Le vittorie di Stefano Bonaccini per il centro-sinistra in Emilia con circa il 51,4% e di Jole Santelli in Calabria per il centro-destra con circa il 55,4% restituiscono un’immagine di un paese sì, diviso, ma non più in 3 parti, bensì, come nelle democrazie parlamentari fino ad oggi note, in 2 schieramenti, appunto un centro-sinistra e un centro-destra.
Sembra una cosa elementare, ma elementare non è se si pensa che. in un tempo di società liquide, la prima cosa che è andata a liquefarsi è il Movimento 5stelle, al 6% in Calabria e sotto il 5% in Emilia-Romagna, che aveva teorizzato la fine degli schieramenti tradizionali e l’inizio di una nuova era di politica digitale non più legata ai sistemi analogici della democrazia rappresentativa e dell’alternanza ma incastonata, nella visionarietà della Casaleggio Associati, nella democrazia del web, dell’uno vale uno senza alcuna mediazione attraverso la rappresentanza.
Il quadro porterebbe poi a un completo ritorno al passato se si pensa che, comunque, chi fa vincere in Calabria il centro destra è Forza Italia e non la Lega e chi fa vincere il centro sinistra in Emilia-Romagna è Stefano Bonaccini, ottimo governatore e amministratore, ora rinnovato anche nel look, ma che, come altri per fortuna buoni amministratori, ha le sue origini nell’esperienza PCI – PDS che, evidentemente, sotto il profilo del governo locale, ha dato il meglio di sé.
Collasso 5stelle – Sardine protagoniste
Quindi, tutto come prima? Per niente! Innanzitutto perché il successo in Emilia-Romagna difficilmente ci sarebbe stato senza le Sardine (cf. SettimanaNews). Di loro si è già detto e di loro soprattutto ha detto Zingaretti con un «grazie immenso» rivolto proprio a loro. La speranza è che nella smania di includere anche questo movimento in vecchi schemi della politica non se ne decreti una fine prematura o comunque un depotenziamento di un fenomeno che tutti riconoscono essere stato decisivo per le sorti non solo dell’Emilia-Romagna ma del paese. Quindi, con le Sardine si devono fare i conti ma non sulla base di poltrone, ma delle idee.

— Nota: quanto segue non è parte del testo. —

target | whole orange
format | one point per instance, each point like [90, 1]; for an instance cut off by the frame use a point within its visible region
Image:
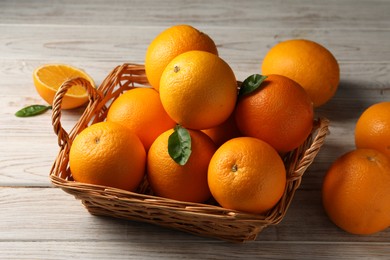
[140, 110]
[279, 112]
[170, 43]
[198, 90]
[247, 174]
[223, 132]
[108, 154]
[180, 182]
[372, 129]
[356, 191]
[310, 64]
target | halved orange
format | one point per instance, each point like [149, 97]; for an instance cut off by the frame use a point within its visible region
[48, 78]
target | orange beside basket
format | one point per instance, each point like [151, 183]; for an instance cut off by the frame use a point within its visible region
[200, 219]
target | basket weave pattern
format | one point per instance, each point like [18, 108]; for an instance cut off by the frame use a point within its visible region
[209, 219]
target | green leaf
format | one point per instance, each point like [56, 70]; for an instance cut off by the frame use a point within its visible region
[250, 84]
[179, 145]
[32, 110]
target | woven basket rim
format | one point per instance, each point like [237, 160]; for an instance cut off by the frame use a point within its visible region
[123, 78]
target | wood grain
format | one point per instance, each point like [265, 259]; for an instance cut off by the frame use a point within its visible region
[38, 221]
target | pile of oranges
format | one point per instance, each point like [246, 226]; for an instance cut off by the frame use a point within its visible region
[197, 133]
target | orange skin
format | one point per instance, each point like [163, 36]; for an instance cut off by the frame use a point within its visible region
[309, 64]
[141, 111]
[198, 90]
[280, 112]
[169, 44]
[247, 174]
[108, 154]
[180, 182]
[356, 192]
[372, 130]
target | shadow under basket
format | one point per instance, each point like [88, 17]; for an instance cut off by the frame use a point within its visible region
[200, 219]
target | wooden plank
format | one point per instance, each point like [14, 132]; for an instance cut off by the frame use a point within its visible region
[243, 46]
[43, 214]
[231, 13]
[143, 250]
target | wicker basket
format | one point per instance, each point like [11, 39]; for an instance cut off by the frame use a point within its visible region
[208, 220]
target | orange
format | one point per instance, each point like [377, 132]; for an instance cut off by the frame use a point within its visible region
[198, 90]
[310, 64]
[356, 191]
[372, 129]
[170, 43]
[279, 112]
[108, 154]
[48, 78]
[247, 174]
[171, 180]
[223, 132]
[140, 110]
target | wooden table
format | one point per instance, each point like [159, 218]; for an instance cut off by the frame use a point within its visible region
[38, 221]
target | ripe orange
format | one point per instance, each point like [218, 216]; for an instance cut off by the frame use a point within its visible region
[310, 64]
[48, 78]
[140, 110]
[247, 174]
[171, 180]
[356, 192]
[170, 43]
[108, 154]
[223, 132]
[373, 128]
[280, 112]
[198, 90]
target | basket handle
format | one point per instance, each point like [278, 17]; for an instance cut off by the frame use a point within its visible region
[93, 95]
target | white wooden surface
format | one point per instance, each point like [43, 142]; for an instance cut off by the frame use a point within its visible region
[38, 221]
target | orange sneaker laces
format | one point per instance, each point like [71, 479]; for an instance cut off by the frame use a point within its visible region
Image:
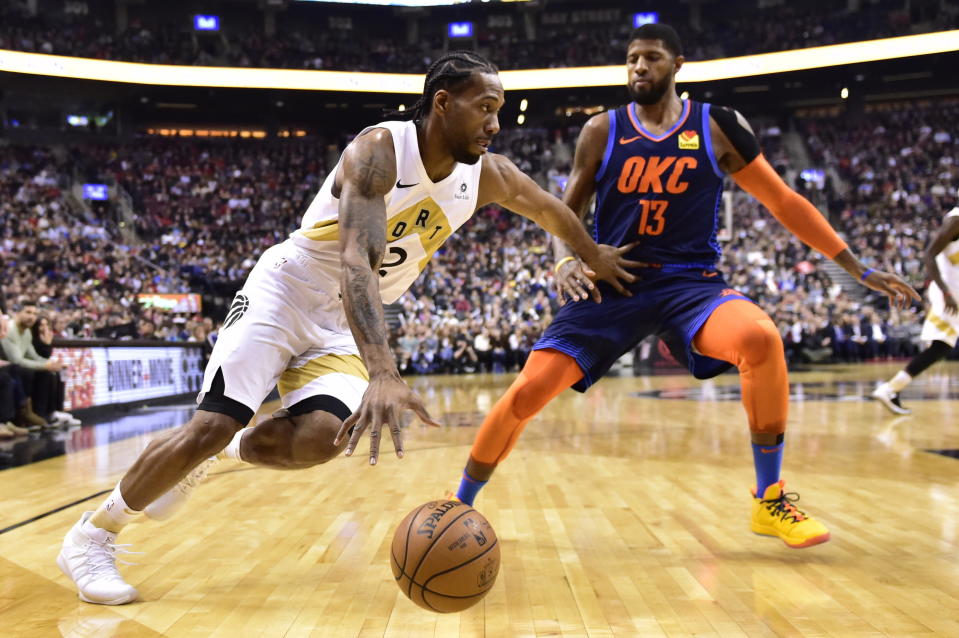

In secondo luogo, non è tutto come prima perché la Lega di Salvini, pur non sfondando, con la sua politica aggressiva, totalizza circa un 32% dei consensi in Emilia, quindi circa un elettore su tre in una tornata che ha visto un’affluenza significativa (più del 67% degli aventi diritto al voto) si trova in sintonia con un climax per cui è normale suonare ai campanelli della gente per sapere se spaccia o fare una narrazione demoniaca sulla complessa e non strumentalizzabile vicenda di Bibbiano. Quindi, attenzione, il sentimento, per un elettore su tre, è questo…
Il PD: ultima occasione
Infine, perché comunque, una figura amministrativamente valida come quella di Bonaccini ha coperto, insieme alle Sardine, le magagne di un PD che mai come in questo momento mostra quello che è e che Prodi ha ben definito come un gruppo dirigente autoreferenziale «che diventa un club esclusivo di 10 persone» e che mai come in questo momento si rivela a corto di facce presentabili, avendo quei 10 svolto tutti i ruoli possibili in tutti gli ambiti negli ultimi vent’anni (se serve una riprova, si pensi alla candidatura del ministro Gualtieri alle elezioni suppletive del collegio della Camera di Roma 1).
Per ora, comunque, le elezioni anticipate sono scongiurate, il governo Conte in qualche modo prosegue anche se la deriva dei 5stelle non dà alcuna sicurezza di stabilità e, oltre al referendum sulla diminuzione dei parlamentari, il dibattito istituzionale torna verso gli indirizzi della legge elettorale.
Dove anche qui una lezione queste elezioni regionali l’hanno data. Il 27 gennaio all’alba sapevamo chi avrebbe governato la Calabria e chi l’Emilia-Romagna e credo che tutti i cittadini siano contenti di questa certezza dell’esito del voto. Siamo sicuri allora che il sistema proporzionale puro, fosse anche con uno sbarramento al 5%, sia quello che a questo paese serve e che questo paese vuole?